In the air, you lose a lot of the visual cues that help you process and recognize your place in space.
So, one form of motion parallax can happen due to relative motion illusions that lack the cues.
It's called "constant bearing, decreasing range" (CBDR).
It's when due to the relative motion you have to another object in space that is also moving at a constant speed relative with your own, appears to be stationary, when in reality, you both are on a collision course.
Contrast that with the perspective of a stationary object in the ground, like a camera.
This can EASILY explain how the Blackhawk can appear to be flying directly at the passenger plane intentionally, while their own perspective is nothing moving around them.
I'm no Einstein but I do understand relativity...
And Heather Cox Richartson writes about the overall chaos in Washington now:
January 30, 2025
...Musk and the technology billionaires want to smash the government to enable their futuristic visions, and Christian Nationalists like Russell Vought want to smash it to replace it with religious rule. Trump wants to smash it for money and power. But in the first two weeks of the new administration, their enthusiasm for breaking things has produced what Josh Marshall of Talking Points Memo—even before today’s frantic attempt to blame Democrats for the air tragedy—called “a fairly epic face plant.”
And the British newspaper The Daily Mail has a very detailed article about the crash, with video, audio and maps, along with a bunch of unwarranted speculation about possible air traffic control mistakes.
The New York Times just published an article about the FAA preliminary report, which throws Trump under a very fast-moving bus: 

2 comments:

Cap said...

No crash investigation has been completed so both the people blaming Trump and Trump blaming anyone but him are just flinging poo. There's no evidence and no reason think that firing senior administrators had anything to do with a crash days later. And there's no evidence that DEI or Biden had anything to do with it either. There's also nothing unusual about the tower being short-staffed due to seasonal illness at this time of year, as a friend of mine who's an ATC at YYZ told me.

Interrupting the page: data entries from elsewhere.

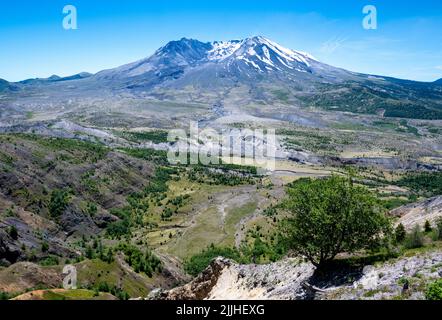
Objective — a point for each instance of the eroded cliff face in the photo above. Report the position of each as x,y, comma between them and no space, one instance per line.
292,279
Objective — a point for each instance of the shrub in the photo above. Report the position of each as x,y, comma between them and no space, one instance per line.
439,228
58,202
331,216
400,233
428,227
434,291
44,246
199,262
415,239
13,232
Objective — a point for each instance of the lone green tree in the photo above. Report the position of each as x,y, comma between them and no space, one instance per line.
332,216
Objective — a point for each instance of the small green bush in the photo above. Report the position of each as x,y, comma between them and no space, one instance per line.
400,233
434,291
415,239
197,263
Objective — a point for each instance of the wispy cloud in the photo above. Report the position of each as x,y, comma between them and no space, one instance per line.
330,46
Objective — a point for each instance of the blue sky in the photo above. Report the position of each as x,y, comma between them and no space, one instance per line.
407,43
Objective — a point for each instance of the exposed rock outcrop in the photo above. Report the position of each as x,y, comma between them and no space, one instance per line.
417,213
292,279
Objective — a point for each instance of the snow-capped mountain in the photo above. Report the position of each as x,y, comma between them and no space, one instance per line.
252,71
258,53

As pointed out above, chances are good that the crash comes down to human error on the part of the helicopter crew who requested and received visual flight rules (VFR) then don't seem to have seen the incoming jet. But there will be plenty of time for blame analysis once the investigation is done.

Cathie from Canada said...

Yes, apparently the helicopter was flying 200 feet too high - maybe their altimeter wasn't working properly or whatever - plus air traffic control may not have had enough staff plus it was nighttime plus plus -- it may have been a series of errors.